Rebecca Melnyk: Cybersecurity is a significant topic in 2017. The dawn of the Internet of Things—physical objects connected to the Internet—is well underway, but is also heightening the risk of cybersecurity breaches. While Internet-enabled building control systems are creating more functional assets they also make it easier for hackers to find gaps, compromise sensitive information and exploit organizations. Even though cost and liability are real consequences, the real estate industry downplays these threats. Meanwhile, governments and the regulatory community are just beginning to figure out what laws apply to IoT, while the insurance community is scrabbling to understand how to cover an attack. This year, there will be more push for cybersecurity laws and legal clarity, and more talk about protecting a property through contracts and best practices.
Cheryl Mah: The City of Vancouver is tackling greenhouse gas reduction aggressively, approving its Zero Emissions Building Plan in 2016. The Plan includes four main strategies to transition all new construction in the city to zero operational greenhouse gas emissions by 2030. The plan puts the city at the forefront of the green building movement. The ambitious plan wants to fundamentally shift building practice in Vancouver in just under ten years. Stay tuned.

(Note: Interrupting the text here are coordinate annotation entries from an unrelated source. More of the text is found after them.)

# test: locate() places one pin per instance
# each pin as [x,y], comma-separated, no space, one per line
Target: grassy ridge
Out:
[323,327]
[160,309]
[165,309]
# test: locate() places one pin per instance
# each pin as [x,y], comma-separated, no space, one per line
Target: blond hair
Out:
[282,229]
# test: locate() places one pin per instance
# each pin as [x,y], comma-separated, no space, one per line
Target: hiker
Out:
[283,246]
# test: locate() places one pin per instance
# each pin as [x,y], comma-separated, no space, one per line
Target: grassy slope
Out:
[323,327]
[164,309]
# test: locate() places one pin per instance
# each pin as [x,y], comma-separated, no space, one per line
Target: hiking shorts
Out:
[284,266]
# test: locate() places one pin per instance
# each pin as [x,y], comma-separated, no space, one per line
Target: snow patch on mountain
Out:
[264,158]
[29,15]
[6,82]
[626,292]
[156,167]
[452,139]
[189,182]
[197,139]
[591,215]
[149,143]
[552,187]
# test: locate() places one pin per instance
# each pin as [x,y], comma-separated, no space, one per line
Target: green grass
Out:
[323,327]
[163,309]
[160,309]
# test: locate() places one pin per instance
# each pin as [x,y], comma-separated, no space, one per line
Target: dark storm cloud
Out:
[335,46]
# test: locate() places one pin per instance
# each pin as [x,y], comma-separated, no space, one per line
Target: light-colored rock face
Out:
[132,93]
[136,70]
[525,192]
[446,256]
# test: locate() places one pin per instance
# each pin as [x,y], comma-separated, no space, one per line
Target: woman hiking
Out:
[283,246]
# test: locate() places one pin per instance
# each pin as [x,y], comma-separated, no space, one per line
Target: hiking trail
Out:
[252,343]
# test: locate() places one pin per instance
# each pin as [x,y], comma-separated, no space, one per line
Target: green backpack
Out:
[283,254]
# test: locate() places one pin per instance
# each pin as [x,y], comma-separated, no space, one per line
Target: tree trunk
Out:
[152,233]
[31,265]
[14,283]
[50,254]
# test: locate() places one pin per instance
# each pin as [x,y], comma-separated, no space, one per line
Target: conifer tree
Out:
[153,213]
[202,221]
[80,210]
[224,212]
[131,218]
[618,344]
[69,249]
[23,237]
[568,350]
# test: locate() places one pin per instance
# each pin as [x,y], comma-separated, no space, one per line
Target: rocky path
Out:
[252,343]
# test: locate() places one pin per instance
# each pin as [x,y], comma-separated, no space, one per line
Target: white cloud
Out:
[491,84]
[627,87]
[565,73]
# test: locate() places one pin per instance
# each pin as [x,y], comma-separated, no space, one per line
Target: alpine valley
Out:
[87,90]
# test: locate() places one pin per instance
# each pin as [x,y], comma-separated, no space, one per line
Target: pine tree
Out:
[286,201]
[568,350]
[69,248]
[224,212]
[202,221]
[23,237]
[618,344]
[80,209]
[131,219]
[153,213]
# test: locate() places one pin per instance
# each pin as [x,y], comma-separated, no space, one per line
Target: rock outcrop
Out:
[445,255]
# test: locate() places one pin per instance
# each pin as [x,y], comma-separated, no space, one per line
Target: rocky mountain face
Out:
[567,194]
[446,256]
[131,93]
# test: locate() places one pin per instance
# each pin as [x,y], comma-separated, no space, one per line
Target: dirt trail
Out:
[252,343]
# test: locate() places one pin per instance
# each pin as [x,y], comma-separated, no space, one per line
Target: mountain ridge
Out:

Erin Ruddy: In an attempt to counter the effects of rising utility costs and aging building stock, apartment owners are readily turning to technology to help them improve efficiencies. From state-of-the art boilers and advanced building automation, to simple LED lighting retrofits, one new system that got apartment owners talking in 2016 was cogeneration; otherwise known as CHP (combined heat and power). Defined as “the simultaneous production of electrical and thermal energy from a single fuel source,” cogeneration is a reliable way to produce power while redirecting ‘waste heat’ back into the building as useful energy.
Cheryl Mah: While LEED certification is now standard practice for many projects, the green building rating system is not perfect. LEED v4 is the framework and benchmark for the next generation of green buildings and addresses many of the shortcomings of previous versions. Expect the conversation about how to ensure our built environment is truly sustainable (especially climate change) to continue.
Michelle Ervin: News about Ontario’s overhaul of outdated condominium laws slowed to a trickle in 2016 after a flurry of activity in 2015. Since the provincial government passed the Protecting Condominium Owners Act, bureaucrats have been busily drafting regulations that will bring to life reforms to the Condominium Act and flesh out the new Condominium Management Services Act. The government is preparing to bring the legislation into effect in phases, with the transition to licensing for condominium managers slated to begin in mid-2017.
Cheryl Mah: Safety is paramount in the construction industry, where the potential for injury is high. Owners and employers need to understand their obligations under the various regulations to make sure everyone goes home at the end of the day. The industry works hard to implement changes and improvements as concerns arise and that commitment to safety will not change.
Rebecca Melnyk: Bedbugs are on the rise in Canada. Last year, Montreal reported an epidemic as numerous reports piled in from multi-residential buildings. According to an industry expert in environmental management, these pests are also popping up in less publicized facilities, such as hospitals and high-end hotels. Manufacturers are responding with new inventions to combat infestation, while the environmental management field attempts to better educate owners on how to detect and take action to eradicate bedbugs.